Die Landesregierung hat zwar oft behauptet, dass die momentanen Bestimmungen ausreichend seien, aber die starke Beteiligung bei der Volksabstimmung zu diesem Thema zeigt jetzt wohl Wirkung.
Der Südtiroler Schützenbund hat mehrfach gefordert, dass die Politik nachhaltige Lösungen suchen solle, welche sich besonders zum Wohl der ansässigen Bevölkerung und der nachkommenden Generationen auswirken muss. Man konnte sich häufig des Eindruckes nicht erwähren, dass die Gesetze und Bestimmungen diesbezüglich von der Bau- und Immobilienlobby beeinflusst waren.
Die letzte ASTAT-Studie hat ebenfalls gezeigt, dass die Zahl der Zweitwohnungen, welche sich im Besitz von nicht Provinzansässigen befinden, weiter im Steigen ist, und dass die geltenden gesetzlichen Bestimmungen nicht ausreichen, um den Ausverkauf unserer Heimat zu verhindern.

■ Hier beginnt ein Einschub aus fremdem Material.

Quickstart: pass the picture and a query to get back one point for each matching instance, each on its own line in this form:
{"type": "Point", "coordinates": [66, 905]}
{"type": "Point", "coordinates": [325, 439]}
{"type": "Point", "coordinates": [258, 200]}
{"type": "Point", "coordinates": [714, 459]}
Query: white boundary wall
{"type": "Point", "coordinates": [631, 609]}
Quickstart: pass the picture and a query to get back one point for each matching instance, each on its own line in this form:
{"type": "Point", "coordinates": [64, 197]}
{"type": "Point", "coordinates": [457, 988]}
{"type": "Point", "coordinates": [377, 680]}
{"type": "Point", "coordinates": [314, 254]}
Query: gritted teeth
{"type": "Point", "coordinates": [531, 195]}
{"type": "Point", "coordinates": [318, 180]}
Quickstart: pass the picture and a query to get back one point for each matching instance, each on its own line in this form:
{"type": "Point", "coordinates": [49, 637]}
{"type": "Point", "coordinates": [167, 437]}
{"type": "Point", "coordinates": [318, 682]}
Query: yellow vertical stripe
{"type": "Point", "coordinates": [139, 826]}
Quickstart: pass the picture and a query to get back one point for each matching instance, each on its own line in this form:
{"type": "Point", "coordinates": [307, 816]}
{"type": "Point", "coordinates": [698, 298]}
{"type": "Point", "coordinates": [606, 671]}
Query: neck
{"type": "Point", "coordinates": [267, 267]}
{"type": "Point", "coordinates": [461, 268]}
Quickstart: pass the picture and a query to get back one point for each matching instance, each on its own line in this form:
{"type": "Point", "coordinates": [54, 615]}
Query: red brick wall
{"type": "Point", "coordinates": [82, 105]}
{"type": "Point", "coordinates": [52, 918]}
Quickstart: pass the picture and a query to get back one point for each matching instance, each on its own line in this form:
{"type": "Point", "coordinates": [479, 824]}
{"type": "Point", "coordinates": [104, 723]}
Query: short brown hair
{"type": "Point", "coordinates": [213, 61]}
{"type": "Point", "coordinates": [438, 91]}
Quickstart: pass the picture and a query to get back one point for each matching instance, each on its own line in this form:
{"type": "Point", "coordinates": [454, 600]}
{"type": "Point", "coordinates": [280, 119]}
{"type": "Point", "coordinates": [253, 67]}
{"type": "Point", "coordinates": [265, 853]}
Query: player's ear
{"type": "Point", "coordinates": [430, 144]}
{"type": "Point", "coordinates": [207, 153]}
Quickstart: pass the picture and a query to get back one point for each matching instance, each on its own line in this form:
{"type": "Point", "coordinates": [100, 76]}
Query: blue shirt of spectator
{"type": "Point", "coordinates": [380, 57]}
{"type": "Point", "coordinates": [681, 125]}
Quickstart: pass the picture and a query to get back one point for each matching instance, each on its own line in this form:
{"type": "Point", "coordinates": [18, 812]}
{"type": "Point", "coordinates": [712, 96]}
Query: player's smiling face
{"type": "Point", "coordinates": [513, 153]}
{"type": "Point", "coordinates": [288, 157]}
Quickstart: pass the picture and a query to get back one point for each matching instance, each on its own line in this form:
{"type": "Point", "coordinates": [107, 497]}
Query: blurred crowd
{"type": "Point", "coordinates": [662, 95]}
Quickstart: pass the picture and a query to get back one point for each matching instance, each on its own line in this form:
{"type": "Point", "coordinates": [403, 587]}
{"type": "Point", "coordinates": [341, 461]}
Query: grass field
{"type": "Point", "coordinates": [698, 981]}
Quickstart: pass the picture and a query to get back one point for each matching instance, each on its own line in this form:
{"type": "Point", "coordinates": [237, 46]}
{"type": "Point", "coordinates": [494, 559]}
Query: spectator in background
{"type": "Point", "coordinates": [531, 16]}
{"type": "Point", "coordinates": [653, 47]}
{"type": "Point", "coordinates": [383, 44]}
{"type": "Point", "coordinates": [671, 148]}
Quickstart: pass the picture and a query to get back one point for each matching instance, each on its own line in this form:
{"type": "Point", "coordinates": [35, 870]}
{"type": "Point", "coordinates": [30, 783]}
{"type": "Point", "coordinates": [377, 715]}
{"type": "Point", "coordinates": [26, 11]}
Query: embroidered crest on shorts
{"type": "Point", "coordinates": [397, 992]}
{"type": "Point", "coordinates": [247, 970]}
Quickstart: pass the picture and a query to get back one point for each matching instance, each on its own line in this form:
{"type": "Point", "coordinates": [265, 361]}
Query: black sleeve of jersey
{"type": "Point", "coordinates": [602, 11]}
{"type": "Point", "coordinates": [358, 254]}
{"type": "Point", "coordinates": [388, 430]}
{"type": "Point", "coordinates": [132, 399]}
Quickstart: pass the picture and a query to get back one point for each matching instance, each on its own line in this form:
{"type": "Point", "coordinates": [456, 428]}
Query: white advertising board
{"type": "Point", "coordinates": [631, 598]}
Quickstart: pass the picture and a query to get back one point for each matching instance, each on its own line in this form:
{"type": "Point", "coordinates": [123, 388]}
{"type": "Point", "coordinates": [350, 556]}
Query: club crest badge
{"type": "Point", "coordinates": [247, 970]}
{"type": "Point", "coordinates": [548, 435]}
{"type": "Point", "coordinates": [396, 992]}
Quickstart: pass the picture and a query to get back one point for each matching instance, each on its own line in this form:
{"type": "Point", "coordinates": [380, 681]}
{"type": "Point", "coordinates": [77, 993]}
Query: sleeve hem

Eine Höchstgrenze für Zweitwohnungen je Gemeinde festzulegen ist sinnvoll und richtig. Der Prozentsatz sollte dabei so tief als möglich gehalten werden. Auch sollte die Zeit der Ansässigkeit als Voraussetzung für den Erwerb einer Wohnung unbedingt erhöht werden, zweieinhalb Jahre sind eindeutig zu wenig, fordert der Südtiroler Schützenbund abschließend in einer Aussendung.